I live in a place that might, in theory, make a good writing retreat; a cottage by the sea with an ocean view, and the dawn hours in which to conjure up characters while the sun rises over the bay. It’s lovely, but because it’s home, the demands of childcare, paid work and laundry tend to hack my daily writing time down to mere minutes (and recently, a year-long building project demolished even those).Enter August, and the need for a break, a real retreat — to a place where housework doesn’t exist and my inbox can’t mock me. We shook the plaster dust out of our hair, stepped onto a little boat, and sailed to the Scillies.
This is my idea of a retreat.
The Scilly Isles form a low-lying, granite archipelago about 30 miles west of mainland Cornwall, and if you’re sailing, it’s advisable to consult the guides because the islands are riddled with strong tides and semi-submerged granite teeth. (Hell Bay is aptly named if you’re a sailor in a southwesterly.)
For this reason, and because of our complex Atlantic weather patterns (drizzle, rain, driving rain, horizontal rain, and more rain), the islands are wild and secluded.
In order to really soak up the soul of these untamable rocks, we opted out of being pampered in a hotel, so there was no pretty, cushioned windowledge overlooking the local landscape, no preprandial G&Ts, and no one (bar us) to provide meals.
Instead we stayed on board, slept on simple bunks, rose at dawn, and spent the shifting low-tide hours shrimping, crabbing, and trekking across the islands in search of the local vegetables and home-made sweets which lie dotted around, often on little unmanned stalls that contain the produce and tin boxes in which to leave payment.
During the higher tides, we swam, snorkelled, and piled into the kayak to explore the more secluded islands, which was when I felt I’d really “retreated” — although not from my real life, perhaps more towards it.
I think I’m right in thinking that writing retreats don’t always (ever) include taking along one’s small children, but I thought it would be boring without them, so we all went together and because these were the Scillies, it still worked.
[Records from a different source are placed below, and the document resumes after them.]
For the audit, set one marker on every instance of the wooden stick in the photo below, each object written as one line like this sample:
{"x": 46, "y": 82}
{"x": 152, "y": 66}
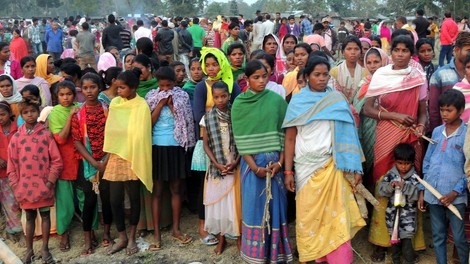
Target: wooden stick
{"x": 362, "y": 190}
{"x": 438, "y": 195}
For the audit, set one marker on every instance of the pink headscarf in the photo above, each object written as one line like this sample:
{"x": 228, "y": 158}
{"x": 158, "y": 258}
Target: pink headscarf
{"x": 106, "y": 61}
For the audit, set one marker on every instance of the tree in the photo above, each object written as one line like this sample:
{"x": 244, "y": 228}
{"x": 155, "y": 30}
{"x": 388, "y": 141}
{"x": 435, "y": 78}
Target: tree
{"x": 233, "y": 8}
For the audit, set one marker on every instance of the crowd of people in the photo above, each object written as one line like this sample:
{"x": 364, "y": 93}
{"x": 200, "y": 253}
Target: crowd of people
{"x": 251, "y": 124}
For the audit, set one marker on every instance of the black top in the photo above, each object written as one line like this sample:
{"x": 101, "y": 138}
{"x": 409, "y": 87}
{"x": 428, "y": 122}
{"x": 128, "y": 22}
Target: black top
{"x": 112, "y": 36}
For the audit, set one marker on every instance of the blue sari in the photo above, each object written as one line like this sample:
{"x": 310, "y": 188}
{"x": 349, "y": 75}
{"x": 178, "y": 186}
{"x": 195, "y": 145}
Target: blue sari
{"x": 260, "y": 245}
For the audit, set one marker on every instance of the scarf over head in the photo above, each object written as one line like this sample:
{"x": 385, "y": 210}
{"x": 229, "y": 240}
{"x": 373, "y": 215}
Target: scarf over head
{"x": 212, "y": 120}
{"x": 58, "y": 117}
{"x": 364, "y": 84}
{"x": 387, "y": 80}
{"x": 249, "y": 111}
{"x": 308, "y": 106}
{"x": 41, "y": 70}
{"x": 147, "y": 86}
{"x": 184, "y": 122}
{"x": 280, "y": 66}
{"x": 15, "y": 96}
{"x": 128, "y": 134}
{"x": 106, "y": 61}
{"x": 225, "y": 74}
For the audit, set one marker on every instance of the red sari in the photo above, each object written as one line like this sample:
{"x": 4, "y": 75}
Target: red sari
{"x": 18, "y": 49}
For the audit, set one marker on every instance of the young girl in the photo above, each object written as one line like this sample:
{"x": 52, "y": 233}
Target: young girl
{"x": 129, "y": 163}
{"x": 88, "y": 135}
{"x": 425, "y": 56}
{"x": 34, "y": 165}
{"x": 28, "y": 67}
{"x": 9, "y": 93}
{"x": 60, "y": 123}
{"x": 10, "y": 207}
{"x": 109, "y": 77}
{"x": 147, "y": 81}
{"x": 172, "y": 135}
{"x": 195, "y": 76}
{"x": 222, "y": 186}
{"x": 180, "y": 72}
{"x": 261, "y": 242}
{"x": 215, "y": 65}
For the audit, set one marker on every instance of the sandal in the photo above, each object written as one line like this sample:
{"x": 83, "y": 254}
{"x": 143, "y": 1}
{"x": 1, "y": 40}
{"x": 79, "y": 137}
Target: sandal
{"x": 87, "y": 252}
{"x": 113, "y": 250}
{"x": 132, "y": 251}
{"x": 377, "y": 256}
{"x": 49, "y": 260}
{"x": 209, "y": 240}
{"x": 105, "y": 242}
{"x": 156, "y": 247}
{"x": 183, "y": 239}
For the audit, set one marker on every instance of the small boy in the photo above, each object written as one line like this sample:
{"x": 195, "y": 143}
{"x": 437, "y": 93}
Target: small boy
{"x": 443, "y": 168}
{"x": 401, "y": 175}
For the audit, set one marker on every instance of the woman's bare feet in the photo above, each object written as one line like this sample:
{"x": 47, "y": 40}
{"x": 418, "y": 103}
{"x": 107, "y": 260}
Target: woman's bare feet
{"x": 219, "y": 249}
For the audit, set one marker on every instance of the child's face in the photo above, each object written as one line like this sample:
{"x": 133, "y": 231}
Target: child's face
{"x": 221, "y": 98}
{"x": 165, "y": 85}
{"x": 196, "y": 71}
{"x": 180, "y": 72}
{"x": 467, "y": 71}
{"x": 90, "y": 90}
{"x": 4, "y": 117}
{"x": 6, "y": 88}
{"x": 65, "y": 96}
{"x": 450, "y": 114}
{"x": 403, "y": 166}
{"x": 236, "y": 58}
{"x": 301, "y": 81}
{"x": 425, "y": 53}
{"x": 30, "y": 114}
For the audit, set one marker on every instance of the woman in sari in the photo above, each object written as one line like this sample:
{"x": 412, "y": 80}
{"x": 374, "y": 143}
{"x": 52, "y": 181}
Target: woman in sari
{"x": 216, "y": 67}
{"x": 272, "y": 46}
{"x": 7, "y": 66}
{"x": 18, "y": 46}
{"x": 147, "y": 81}
{"x": 347, "y": 75}
{"x": 265, "y": 236}
{"x": 318, "y": 111}
{"x": 373, "y": 60}
{"x": 28, "y": 67}
{"x": 396, "y": 98}
{"x": 301, "y": 53}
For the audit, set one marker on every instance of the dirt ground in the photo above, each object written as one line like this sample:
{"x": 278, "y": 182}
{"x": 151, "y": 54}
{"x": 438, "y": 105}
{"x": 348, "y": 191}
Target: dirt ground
{"x": 195, "y": 252}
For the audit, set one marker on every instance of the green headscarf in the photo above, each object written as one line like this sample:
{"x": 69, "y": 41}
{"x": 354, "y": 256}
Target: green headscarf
{"x": 146, "y": 86}
{"x": 225, "y": 74}
{"x": 58, "y": 117}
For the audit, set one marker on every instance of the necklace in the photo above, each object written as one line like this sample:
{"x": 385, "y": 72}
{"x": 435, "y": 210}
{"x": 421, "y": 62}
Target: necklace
{"x": 29, "y": 131}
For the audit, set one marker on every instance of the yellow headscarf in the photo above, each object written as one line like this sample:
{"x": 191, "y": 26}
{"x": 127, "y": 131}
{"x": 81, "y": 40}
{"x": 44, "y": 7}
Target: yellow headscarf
{"x": 41, "y": 70}
{"x": 225, "y": 74}
{"x": 128, "y": 134}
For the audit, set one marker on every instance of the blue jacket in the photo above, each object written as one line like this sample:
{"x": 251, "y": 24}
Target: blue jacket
{"x": 54, "y": 40}
{"x": 443, "y": 165}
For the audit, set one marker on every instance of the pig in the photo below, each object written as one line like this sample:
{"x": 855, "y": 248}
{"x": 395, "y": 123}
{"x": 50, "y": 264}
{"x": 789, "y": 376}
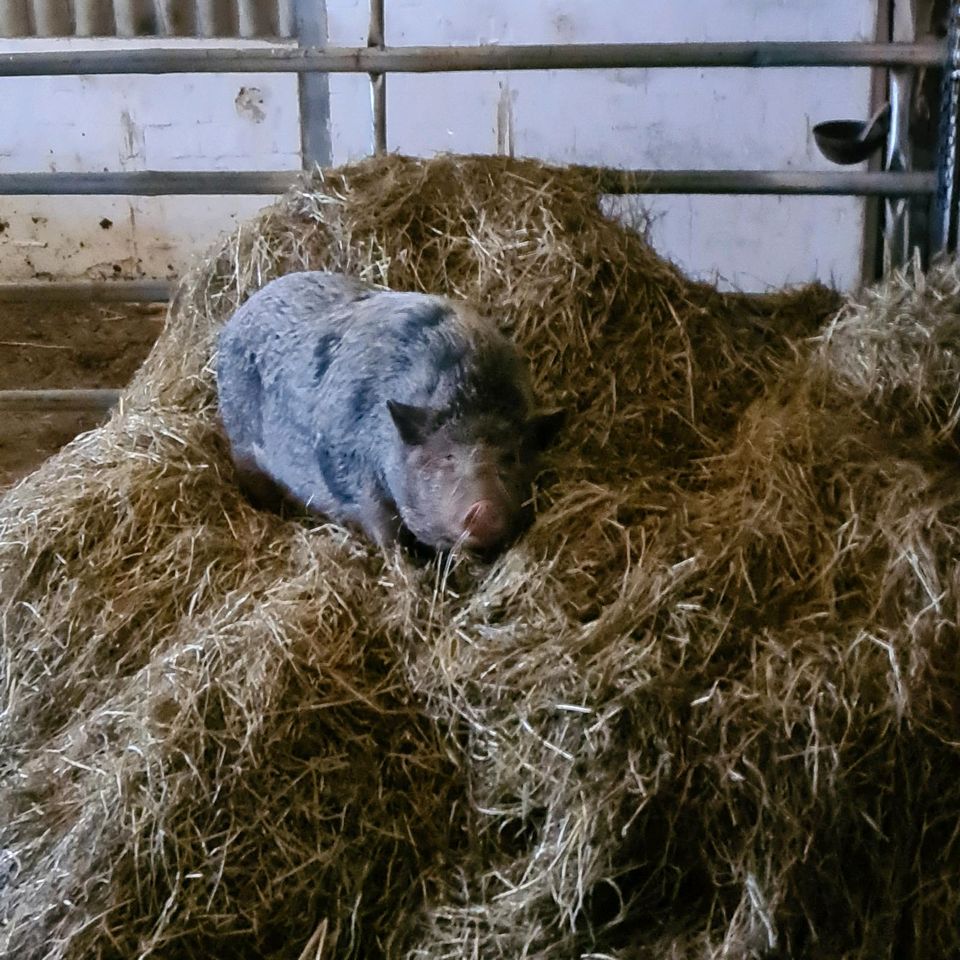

After a morning of hunting and gathering, wrangling kayaks, and climbing up heathery hills, even my rambunctious tribe was inclined to sit and stare, so we ate our shrimps and let the sun dry the salt on our legs while we watched the wind blow black-backed gulls and butterflies in from the sea.
(Where do they come from, the butterflies that blow in from the ocean? Do they go around in circles, or are they born on special butterfly boats?)
The Scillies are a maze of beaches and small channels so even though we have a lovely group of friends among the regular visitors, we tend to bump into them only if we arrange to eat together. During the daytime, it’s not uncommon to see no one else. So for a week we sat or ambled about in sleepy solitude, surrounded by sun-warmed granite which in different spots was shaped into cairns, built into prehistoric graves, or left to jut skywards as nature intended. All are good to sit beside.
The individual islands vary enormously; Tresco is the more manicured, perhaps, with its castles and gardens, St Mary’s more accessible (and commercial), Bryher wild, and Samson haunting, but these and the other islands all share a timeless element. On Bryher, a gibbet still creaks over Hangman Island. On Samson, a village lies abandoned after the last exodus in the mid 1800s, the granite houses now roofless but erect as they overlook the southernmost points of Britain and vast seascape beyond. On Tresco, the ruins of King Charles’ castle and Cromwell’s castle both boast panoramic views of Tresco, Bryher, New Grimsby Sound between, and all the islands further south.
Each place felt very real, almost intimate, for having reached it on foot or by boat, as if the physical exertion, or shared natural elements, made it easier to feel the sweat of the soldiers who once walked the castle walls, or to picture the Stone Age folk who inhabited the land in the time before the ice melted and flooded the valleys between the islands.
At the lowest tides, the seabed still shows and the islands merge for an hour or two, as if in homage to times gone by, allowing visitors to scuttle between the islands (and some to become stranded on a rising tide until the local boat taxis rescue them). With the eel grass clinging to one’s feet or a tide pushing at one’s thighs, the stories of shipwrecks rise effortlessly.
Did wreckers really lure ships in to the rocks, and loot the holds as they broke over the beaches? (Of course. And the wrecks lie scattered, waiting for divers to scrabble in the sand for barnacle-encrusted musket balls and cannons.)
The Scillies are so old, so wild, so pervasive and so rich in shipwrecks and secrets, that stories flow in without thinking, through eyes, ears, and sodden feet. Even a young family can be held spellbound long enough for a mother to dream.
On our return (as we sailed over the lost lands of Lyonesse?), we all sat in near silence, passing around drinks and biscuits, staring at the upcoming mainland, and blinking as if the rest of the world might not be quite as real as we’d once believed.